Joe Pug’s The Diving Sun is a Midlife Crisis Captured in Poetic Genius

Image courtesy of WXXI News

By Caleb Lovell

“Shut up, jump in!” folk singer-songwriter Joe Pug exclaims on his new record The Diving Sun, which was released in March. This lyric could easily be interpreted as an invitation to the listener to invest oneself in the depth of meaning that this brilliantly poetic album has to offer. 

A troubadour revered for his lyrical craftsmanship, Pug has been compared to the likes of Josh Ritter, Tom Waits, and even the legendary Bob Dylan. The Diving Sun is Pug’s fifth full-length album, and one that is by no means an exception to this high standard of songwriting.

But this latest project is one that is very unique in Pug’s catalog; it is a conglomeration of fan favorites and songs that were written during the quarantine in “a water-damaged basement in Prince George’s County, Maryland.” The record could be seen as a collection of lost loves, with the songs themselves coming from a “water-damaged” dreamer who doesn’t care much for dreaming anymore.

“I don’t care about those starry dreams,” he declares on the song “Deep End,” “The waking world is never found.”

The album feels like a deep shift in the artistic values of its maker and in the narrative that he is trying to write. While some of his earlier material is written from the perspective of a restless truth-seeker, Pug’s new record comes from the voice of a road-worn traveler who is looking back on the journey in a solemn state of mind. 

“I’ve been a thousand men / I’ve been a single child,” he reflects on “Look Out Desdemona,” a song that may be the contemplative cornerstone of the whole record. The last verse depicts the narrator looking up at the stars with the deeply moving line, “They have never changed / I have strayed so far.”

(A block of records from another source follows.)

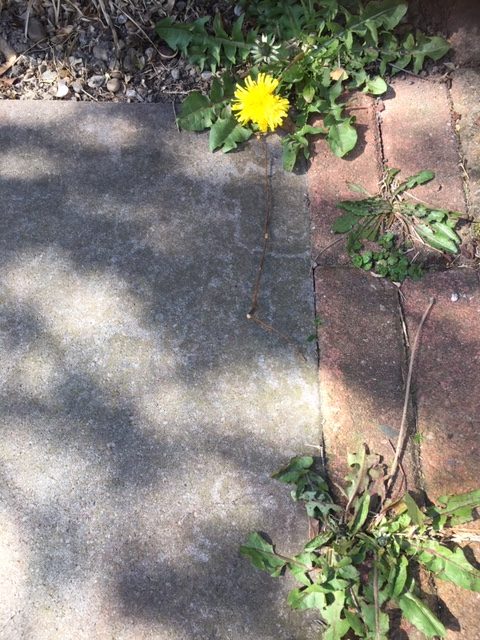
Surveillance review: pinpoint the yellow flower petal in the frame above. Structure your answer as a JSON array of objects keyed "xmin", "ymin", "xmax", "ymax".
[{"xmin": 232, "ymin": 73, "xmax": 290, "ymax": 133}]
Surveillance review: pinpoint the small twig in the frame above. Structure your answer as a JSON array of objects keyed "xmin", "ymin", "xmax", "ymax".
[
  {"xmin": 24, "ymin": 0, "xmax": 33, "ymax": 40},
  {"xmin": 0, "ymin": 36, "xmax": 17, "ymax": 76},
  {"xmin": 82, "ymin": 87, "xmax": 98, "ymax": 102},
  {"xmin": 110, "ymin": 0, "xmax": 165, "ymax": 68},
  {"xmin": 384, "ymin": 298, "xmax": 435, "ymax": 502},
  {"xmin": 373, "ymin": 551, "xmax": 382, "ymax": 640},
  {"xmin": 314, "ymin": 238, "xmax": 343, "ymax": 262},
  {"xmin": 93, "ymin": 0, "xmax": 120, "ymax": 56}
]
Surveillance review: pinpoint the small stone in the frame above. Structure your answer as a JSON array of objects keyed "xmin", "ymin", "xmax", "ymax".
[
  {"xmin": 42, "ymin": 69, "xmax": 57, "ymax": 82},
  {"xmin": 72, "ymin": 80, "xmax": 83, "ymax": 93},
  {"xmin": 27, "ymin": 18, "xmax": 47, "ymax": 42},
  {"xmin": 87, "ymin": 76, "xmax": 105, "ymax": 89},
  {"xmin": 93, "ymin": 45, "xmax": 108, "ymax": 62},
  {"xmin": 55, "ymin": 82, "xmax": 69, "ymax": 98},
  {"xmin": 107, "ymin": 78, "xmax": 122, "ymax": 93}
]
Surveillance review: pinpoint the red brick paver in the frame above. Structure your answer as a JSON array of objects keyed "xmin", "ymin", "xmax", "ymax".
[
  {"xmin": 308, "ymin": 94, "xmax": 381, "ymax": 265},
  {"xmin": 381, "ymin": 78, "xmax": 465, "ymax": 211},
  {"xmin": 403, "ymin": 269, "xmax": 480, "ymax": 640},
  {"xmin": 309, "ymin": 77, "xmax": 480, "ymax": 640}
]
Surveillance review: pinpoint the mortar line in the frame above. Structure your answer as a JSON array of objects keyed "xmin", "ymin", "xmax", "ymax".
[
  {"xmin": 308, "ymin": 262, "xmax": 328, "ymax": 481},
  {"xmin": 442, "ymin": 79, "xmax": 472, "ymax": 215}
]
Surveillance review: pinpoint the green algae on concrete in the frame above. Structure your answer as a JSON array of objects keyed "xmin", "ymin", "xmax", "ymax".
[{"xmin": 0, "ymin": 101, "xmax": 319, "ymax": 640}]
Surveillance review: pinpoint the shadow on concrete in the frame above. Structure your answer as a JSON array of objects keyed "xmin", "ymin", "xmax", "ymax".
[{"xmin": 0, "ymin": 105, "xmax": 318, "ymax": 640}]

The album is not all so pensively melancholic, however. The first track and lead single, “Crescent Bridge,” is a prime example, and is arguably one of the best-written songs in Pug’s entire discography. On this song we catch a glimpse of the bright romantic that was so vividly apparent in Pug’s early career.

The song could perhaps be seen as Pug’s own “Free Fallin’,” with the irresistibly catchy chorus and the theme of feeling lost somewhere in the grand scheme of love. But even this song contains a touch of sorrow, as he seems to be longing for something or someone he cannot attain.

This desire for something that seems to have already passed is a central theme of the record, which Pug explores deeper on the tracks “Wild Kind of Longing” and “Free Rider.” These songs evoke a sense of self-reflection about who we are and the decisions with which we have to live.

But while The Diving Sun is in essence a rumination on past lives that would rather be forgotten, it is also a celebration of the present moment to which it all has amounted. 

“How I was saved from a journey depraved and wretched / How often I wondered,” Pug exclaims, expressing a sentiment that many of us feel when we look back on how far we have come as people. 

The Diving Sun is a record that invites us into a deeper relationship with reality (as all forms of art should), and ultimately into a deeper relationship with ourselves. After all, as Pug himself so directly and yet so profoundly puts it in one of his songs, “this is all we get.”